Jesus. No wonder she’s so afraid of everything, if this is the monster who raised her.
I drive away.
“He’ll kill you.” I can barely hear her.
I laugh. “He can try.”
“You don’t understand. You don’t know him.”
I give her a cocky grin. “And honey, you don’t know me. Trust me when I say he won’t hurt either of us.” I let the grin fade, let her see my confidence. “He’ll never lay a hand on you again. You have my word.”
She looks at me—we pass under a streetlamp, and I can make out the color of her eyes in the dull orange glow. They’re gray. Not just gray, but the layered dark shades of a stormcloud. Her hair is pure auburn, a burnished reddish brown. In the sun, I bet it’d be more red. It’s long—in a thick fishtail braid, it hangs over her left shoulder and curls on her lap. The end is tied with a faded piece of red fabric torn from a larger swath. Not even a real ponytail holder.
“Why?” Her voice is stronger, a little louder. “Why are you helping me?”
I shake my head, roll a shoulder. “Honestly, I’m asking myself the same question. But I am. I will. I’ll protect you, Naomi. You’re okay now. You’re free.”
She blinks rapidly at me. “Free?”
I nod. “Yeah. You’re free.”
She swallows hard. “I just didn’t want to hurt anymore,” she whispers.
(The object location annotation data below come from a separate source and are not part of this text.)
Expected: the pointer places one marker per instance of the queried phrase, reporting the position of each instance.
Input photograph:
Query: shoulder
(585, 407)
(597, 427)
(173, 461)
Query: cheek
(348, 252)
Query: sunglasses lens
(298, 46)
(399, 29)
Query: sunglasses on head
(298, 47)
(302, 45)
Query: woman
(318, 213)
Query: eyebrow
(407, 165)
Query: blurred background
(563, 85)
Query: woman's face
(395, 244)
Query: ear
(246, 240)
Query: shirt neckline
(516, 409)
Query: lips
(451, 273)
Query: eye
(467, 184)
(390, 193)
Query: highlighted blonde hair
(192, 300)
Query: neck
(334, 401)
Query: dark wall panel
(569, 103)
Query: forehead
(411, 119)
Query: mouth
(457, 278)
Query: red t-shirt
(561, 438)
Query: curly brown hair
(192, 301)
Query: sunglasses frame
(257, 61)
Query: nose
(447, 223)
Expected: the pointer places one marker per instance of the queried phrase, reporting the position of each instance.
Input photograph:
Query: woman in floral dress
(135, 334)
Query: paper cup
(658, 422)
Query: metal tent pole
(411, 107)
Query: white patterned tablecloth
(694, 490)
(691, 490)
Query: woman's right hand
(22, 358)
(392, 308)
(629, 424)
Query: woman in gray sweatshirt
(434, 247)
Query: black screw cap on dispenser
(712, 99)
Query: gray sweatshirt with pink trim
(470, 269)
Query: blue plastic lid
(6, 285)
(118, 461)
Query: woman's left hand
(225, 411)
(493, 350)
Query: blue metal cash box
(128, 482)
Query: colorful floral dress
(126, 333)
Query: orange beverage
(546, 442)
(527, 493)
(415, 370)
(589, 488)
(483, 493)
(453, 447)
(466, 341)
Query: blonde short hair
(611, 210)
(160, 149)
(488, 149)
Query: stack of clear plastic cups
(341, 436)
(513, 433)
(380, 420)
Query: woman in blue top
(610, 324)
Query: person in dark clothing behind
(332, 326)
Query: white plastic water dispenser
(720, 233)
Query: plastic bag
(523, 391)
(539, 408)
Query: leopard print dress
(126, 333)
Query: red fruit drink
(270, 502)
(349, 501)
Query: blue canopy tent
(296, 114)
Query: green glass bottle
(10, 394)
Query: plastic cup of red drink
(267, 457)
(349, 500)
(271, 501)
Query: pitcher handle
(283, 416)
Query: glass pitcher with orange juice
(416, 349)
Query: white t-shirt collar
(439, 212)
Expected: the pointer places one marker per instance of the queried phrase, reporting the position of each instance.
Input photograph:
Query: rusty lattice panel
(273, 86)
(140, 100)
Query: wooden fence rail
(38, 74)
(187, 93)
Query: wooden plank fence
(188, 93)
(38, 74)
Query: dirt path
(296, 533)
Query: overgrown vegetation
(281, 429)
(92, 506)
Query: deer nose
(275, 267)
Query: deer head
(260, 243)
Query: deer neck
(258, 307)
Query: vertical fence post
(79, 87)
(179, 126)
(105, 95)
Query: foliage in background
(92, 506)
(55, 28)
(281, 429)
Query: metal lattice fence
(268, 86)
I reach out a hand toward her, but she shies away, and I drop it back into my lap. “You won’t be hurt anymore, Naomi. I fucking swear.”
She just looks at me. Assessing. She meets my eyes for a moment, and in that moment, I see behind the curtain—I see a woman who has just done the most courageous thing I can think of.
Something that took balls of fucking steel.
And that was just her escape. Getting in the car with me just now? Defying her father to his face?
I can’t imagine the courage that must have required.
I find a huge well of respect for her filling up inside me. I don’t know what the hell I’m doing, what I’m going to do…but I just know down to my balls and bones that my future is tied up with hers.
Why, how, hell if I know. But I feel it as surely as I know the lines on my palms, the angles of my face in the mirror.
I’m starting to understand Rev, Kane, and Chance a little bit, suddenly. Not that I’d ever say that to them after I was so openly derisive. But…I feel drawn to her.
And more than anything, I feel a fierce, feral, violent drive to protect her. To make sure no one ever hurts her again.
It’s something in her eyes. In her stillness. In her fear of everything around her, every twitch of my hands. She shouldn’t be so afraid. She’s too beautiful to be so terrified, so deeply hurt.
She’s a wounded bird who deserves to fly.
I’ll take care of her.
Protect her.
And god help anyone who gets in my way.
into the unknown
Naomi
Plop.
A crimson circle stains the faded wood floor between my feet.